Le monde du profit aime bien les fantomes sans descendance

La face cachée du fonctionnement du monde du profit est particulièrement odieuse car elle méprise absolument tous les éléments fondamentaux du respect des gens ayant eu, à un moment ou à un autre recours à ses services. C’est ainsi que les principes même de l’honnêteté, de la loyauté sont bafouées dès que la mort entre en jeu. Il y a d’abord le pactole secret et surtout soigneusement ignoré des assurances vie non réclamées ou pour lesquelles rien n’est fait pour qu’elles soient réclamées. La situation des contrats en déshérence dans l’assurance-vie, c’est-à-dire ceux pour lesquels l’argent n’a pas été versé aux bénéficiaires désignés après le décès d’un assuré, ne s’améliore pas. Ce sont pourtant des sommes folles. « Nous avons constaté, grâce à nos contrôles, des pratiques scandaleuses, dont je ne soupçonnais même pas qu’elles puissent exister malgré mon expérience », a récemment expliqué Jean-Marie Levaux devant les commissions des finances de l’Assemblée nationale et du Sénat, avant sa nomination comme vice-président de l’ACP (Autorité de contrôle prudentiel : le « gendarme » des assureurs, des mutuelles et des institutions de prévoyance). Des centaines de millions et même des milliards d’euros sont en effet exploités au seul profit de l’assureur sans qu’aucun effort réel ne soit accompli pour en retrouver les bénéficiaires.

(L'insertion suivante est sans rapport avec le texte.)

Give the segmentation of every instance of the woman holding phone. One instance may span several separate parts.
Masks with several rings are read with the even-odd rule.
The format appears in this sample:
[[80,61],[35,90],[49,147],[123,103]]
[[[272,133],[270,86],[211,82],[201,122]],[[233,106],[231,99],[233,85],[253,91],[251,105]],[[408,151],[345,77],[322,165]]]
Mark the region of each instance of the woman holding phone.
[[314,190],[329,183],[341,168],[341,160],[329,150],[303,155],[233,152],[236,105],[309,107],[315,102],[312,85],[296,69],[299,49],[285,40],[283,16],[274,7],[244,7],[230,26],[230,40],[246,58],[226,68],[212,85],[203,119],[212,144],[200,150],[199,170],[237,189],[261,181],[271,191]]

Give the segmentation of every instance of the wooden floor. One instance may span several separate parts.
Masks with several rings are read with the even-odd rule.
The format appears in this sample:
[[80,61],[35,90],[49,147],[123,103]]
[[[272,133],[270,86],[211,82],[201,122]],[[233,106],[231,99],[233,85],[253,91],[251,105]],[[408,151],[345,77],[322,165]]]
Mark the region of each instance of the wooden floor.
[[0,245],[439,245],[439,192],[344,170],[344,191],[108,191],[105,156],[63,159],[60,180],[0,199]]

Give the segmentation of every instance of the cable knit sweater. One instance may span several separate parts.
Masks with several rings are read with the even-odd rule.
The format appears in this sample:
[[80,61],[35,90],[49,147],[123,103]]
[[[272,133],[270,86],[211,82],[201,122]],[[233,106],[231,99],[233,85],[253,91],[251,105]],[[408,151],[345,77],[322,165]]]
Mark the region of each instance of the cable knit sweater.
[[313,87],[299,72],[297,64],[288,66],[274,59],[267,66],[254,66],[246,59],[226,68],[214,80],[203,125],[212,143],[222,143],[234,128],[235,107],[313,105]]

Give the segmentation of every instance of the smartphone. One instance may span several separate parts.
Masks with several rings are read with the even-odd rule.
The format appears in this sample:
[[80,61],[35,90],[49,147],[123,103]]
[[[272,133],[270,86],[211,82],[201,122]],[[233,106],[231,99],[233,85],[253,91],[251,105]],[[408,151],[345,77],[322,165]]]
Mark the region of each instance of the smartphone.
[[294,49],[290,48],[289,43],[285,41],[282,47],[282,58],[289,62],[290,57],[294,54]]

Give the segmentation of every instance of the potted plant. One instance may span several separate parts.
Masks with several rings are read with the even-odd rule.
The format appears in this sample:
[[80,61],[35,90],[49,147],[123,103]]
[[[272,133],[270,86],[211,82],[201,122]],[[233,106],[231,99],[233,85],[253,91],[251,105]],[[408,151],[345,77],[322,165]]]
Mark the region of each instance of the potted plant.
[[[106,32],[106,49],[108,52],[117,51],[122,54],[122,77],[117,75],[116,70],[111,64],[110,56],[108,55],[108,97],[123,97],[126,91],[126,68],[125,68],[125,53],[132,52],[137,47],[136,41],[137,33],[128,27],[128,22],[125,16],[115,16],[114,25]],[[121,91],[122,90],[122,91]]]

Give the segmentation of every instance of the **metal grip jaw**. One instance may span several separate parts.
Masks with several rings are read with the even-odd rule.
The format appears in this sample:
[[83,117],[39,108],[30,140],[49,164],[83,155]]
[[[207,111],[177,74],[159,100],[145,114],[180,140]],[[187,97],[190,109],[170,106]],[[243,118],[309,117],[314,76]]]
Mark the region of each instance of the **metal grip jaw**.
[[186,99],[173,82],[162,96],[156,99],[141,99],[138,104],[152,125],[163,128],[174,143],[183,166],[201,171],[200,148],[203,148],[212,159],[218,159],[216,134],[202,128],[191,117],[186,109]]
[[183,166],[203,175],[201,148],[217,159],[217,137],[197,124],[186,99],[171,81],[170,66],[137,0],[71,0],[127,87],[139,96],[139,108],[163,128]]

Durant cette intervention, il avait aussi confié que trois grands groupes ont été contrôlés. A la suite de ces contrôles, « l’ACP a adressé une lettre de rappel à l’ordre au premier (…). Pour les deux autres groupes, les irrégularités étant plus graves, une procédure de sanction a été engagée ».

Il ne s’agit vraisemblablement pas de détails : « Ce que nous avons vu est vraiment scandaleux, en particulier la passivité de certains assureurs dans le traitement des dossiers, a poursuivi le représentant de l’Autoriyé de contrôle prudentiel. Malgré la loi du 17 décembre 2007 permettant la recherche des bénéficiaires des contrats d’assurance sur la vie non réclamés et garantissant les droits des assurés, de très nombreux dossiers restent en attente. » Pourquoi ces sommes folles ne sont-elles pas obligatoirement consignées sur des comptes de la Caisse des dépôts et consignations en attendant que se manifeste un éventuel bénéficiaire ? Les intérêts éventuels seraient affectés au financement de l’Allocation personnalisée d’Autonomie ! Mais permettre à ces pompes à fric de s’enrichir sur le dos des morts c’est effarant ?

Les assureurs ne sont pas les seuls mauvais élèves en matière de recherche de bénéficiaires des contrats d’assurance-vie en déshérence, c’est-à-dire ces contrats qui n’ont pas été payés au bénéficiaire après le décès d’un assuré. Selon la cour des comptes, les banques renfermeraient dans leurs comptabilité pas moins de… 1,2 milliard d’euros appartenant à des personnes disparues (décédées ou ne donnant plus de nouvelles depuis longtemps), pour lesquelles elles ne feraient pas de gros efforts lorsqu’il s’agit de rechercher les ayants droits. Compte bancaire, compte titres, livrets et placements divers sont concernés. Il faut y ajouter toutes les associations non dissoutes ayant eu il y a des décennies des comptes courants postaux. Il faut absolument mettre fin là encore à cette zone de non-droit…

C’est une proposition bienvenue, car à l’inverse des dispositions législatives qui pèsent sur les assureurs – qui seraient aussi renforcées par ce texte –, la loi est muette en ce qui concerne les banquiers. Une seule disposition leur est imposée : ils doivent transférer à l’État les sommes déposées sur des comptes sans mouvement depuis… trente ans ! Dans le fond banques et assureurs peuvent durant 30 ans récupérer sans aucun problème les bénéfices de sommes considérables qui ne leur appartiennent pas. Facile et surtout totalement immoral. Il est vrai que la moarle et le profit sont antinomiques voire totalement opposés.

Cette publication a un commentaire

  1. atelier amabati

    Les mots se sont construits au fil du temps et changent parfois de sens d’un siècle à l’autre, tout en gardant pourtant une racine immuable.
    Ainsi va la « richesse » de l’esprit et le « profit » que l’on a à s’améliorer sans cesse.
    Le langage, invention humaine merveilleuse, subit donc les « fluctuations » de la « valeur » des « échanges » entre les êtres.
    Aujourd’hui clairement, la « mort » n’est qu’une ligne « d’écriture » sur un « Grand Livre » qui semble avoir changé de main.
    Et le « vivant » ne se suffit plus à lui-même, puisque pour exister il se doit d’être réinventé et « breveté ».
    Quand on songe qu’il suffirait peut-être de se taire ou d’apprendre le langage des baleines pour accéder de nouveau au plus serein des « libéralismes ».